22C:116, Lecture 20, Fall 1999

Douglas W. Jones
University of Iowa Department of Computer Science

General Concepts in Distributed Systems
There is a broad (and in fact, multidimensional) spectrum of distributed systems. To explore this spectrum, consider asking the following questions:
- How many processors are in the system
- Is memory shared between processors
- How many processes are allowed per processor
- How do processes communicate
- Can processes move from processor to processor
- Can resources move from place to place
- What are the shared resources
In answering these questions, four large classes of systems emerge, isolated uniprocessors, the typical subject of introductory courses, plus multiprocessors, networks of systems, and distributed systems.

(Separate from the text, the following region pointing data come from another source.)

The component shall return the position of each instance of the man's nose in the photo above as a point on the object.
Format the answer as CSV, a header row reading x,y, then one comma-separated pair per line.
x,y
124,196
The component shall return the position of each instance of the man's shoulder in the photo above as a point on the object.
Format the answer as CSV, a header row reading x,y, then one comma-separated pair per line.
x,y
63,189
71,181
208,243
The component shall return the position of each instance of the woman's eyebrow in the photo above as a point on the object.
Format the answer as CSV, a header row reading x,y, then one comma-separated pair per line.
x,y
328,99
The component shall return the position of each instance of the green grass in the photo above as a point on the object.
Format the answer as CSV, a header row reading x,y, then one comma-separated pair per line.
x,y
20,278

To add to the confusion, the answers to some of these questions may change depending on the level of abstraction from which the system is examined. For example, some systems that appear to share memory at the user level are implemented on top of packet switched networks.
Multiprocessors
Some computer systems have multiple CPU's and multiple memories, but (under the constraints of some protection mechanism) any code running on any processor may access any location in memory. Some of these machines have a single ready list shared equally by all processors, while others assign processes to processors for any of a variety of reasons.
The University of Iowa has had a number of these systems, since the mid 1980's. For many years, we had a number of Encore Multimax systems at the Weeg Computer Center, and now we have a number of large Silicon Graphics systems on campus that are good examples of such multiprocessors. The idea of building such multiprocessors dates back to work by Conway in the early 1960's, and was widely used on Burroughs mainframes from the mid 1960's onward. In the late 1970's, Encore and Sequent reintroduced such architectures in the marketplace, and today, such architectures are relatively common in high-end scientific computation.
It is important to note that, at some level of abstraction, multiprocessor systems may be viewed as having a communications network. Typically, this network connects processors and memory, and it is typically possible to isolate transactions on this network that resemble messages. If the messages in the interconnection network are generated by hardware and concern individual memory references, we will classify such systems as shared-memory systems, while if the messages are at a higher level, generated by software at the user or system level, we will claffify such systems as distributed systems.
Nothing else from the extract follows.